Anthony Fauci has suggested that this will give us a “clearer picture of the true magnitude of the COVID-19 pandemic in the United States.” But it will not! It will give a clear picture of the magnitude among people who, say, scroll Twitter for opportunities to be in studies like this. Are these people more or less likely to have had COVID-19? I have no idea. Maybe you pull more people who know they’ve been exposed (higher prevalence), or maybe you pull people who are more careful about exposure (lower prevalence). Maybe it’s a weird mix of both. We simply do not know. We’ll get some number out of this, and it will be completely uninterpretable.



This is worse than nothing, since people will think that they’ve learned something.



I have similar problems with testing blood donors as a measure of prevalence. Yes, it’s convenient. But it’s not going to tell us anything broadly useful.
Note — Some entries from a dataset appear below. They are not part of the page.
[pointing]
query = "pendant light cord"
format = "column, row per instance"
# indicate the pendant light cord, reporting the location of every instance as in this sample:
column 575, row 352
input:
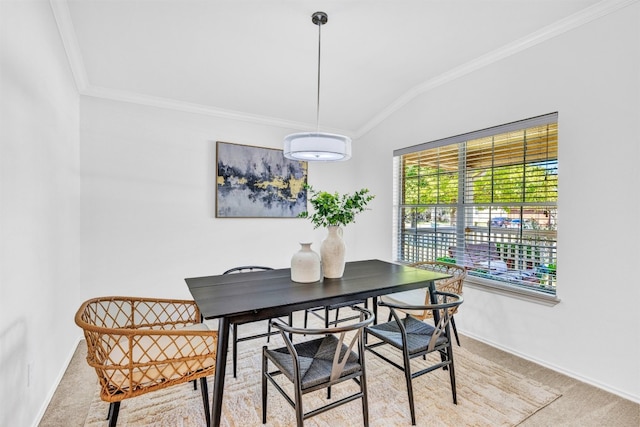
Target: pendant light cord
column 318, row 98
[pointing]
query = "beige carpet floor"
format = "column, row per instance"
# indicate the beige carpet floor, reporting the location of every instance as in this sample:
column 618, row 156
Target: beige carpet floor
column 488, row 395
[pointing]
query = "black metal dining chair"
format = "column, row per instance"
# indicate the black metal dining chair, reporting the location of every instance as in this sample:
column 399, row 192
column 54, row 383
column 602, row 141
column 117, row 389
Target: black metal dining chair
column 234, row 326
column 318, row 363
column 323, row 313
column 415, row 338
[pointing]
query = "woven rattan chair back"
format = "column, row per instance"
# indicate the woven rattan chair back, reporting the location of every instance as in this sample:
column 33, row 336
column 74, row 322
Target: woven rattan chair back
column 140, row 345
column 337, row 355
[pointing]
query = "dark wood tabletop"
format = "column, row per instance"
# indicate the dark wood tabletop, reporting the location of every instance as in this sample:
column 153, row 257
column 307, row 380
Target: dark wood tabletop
column 259, row 295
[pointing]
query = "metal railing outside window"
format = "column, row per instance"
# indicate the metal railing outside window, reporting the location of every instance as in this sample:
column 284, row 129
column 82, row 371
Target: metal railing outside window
column 486, row 200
What to do? I’m afraid that despite how hard it is, we simply have no choice but to do better sampling when we test. As someone who is trying to get some random testing off the ground in various populations, I can attest to the many, many challenges of doing so. But it is worthwhile. We need to do this.



What can you do, other than tell all your friends that random testing is great? By far the most important: If someone shows up at your door and tells you you’ve been randomly selected for testing, please, please consent.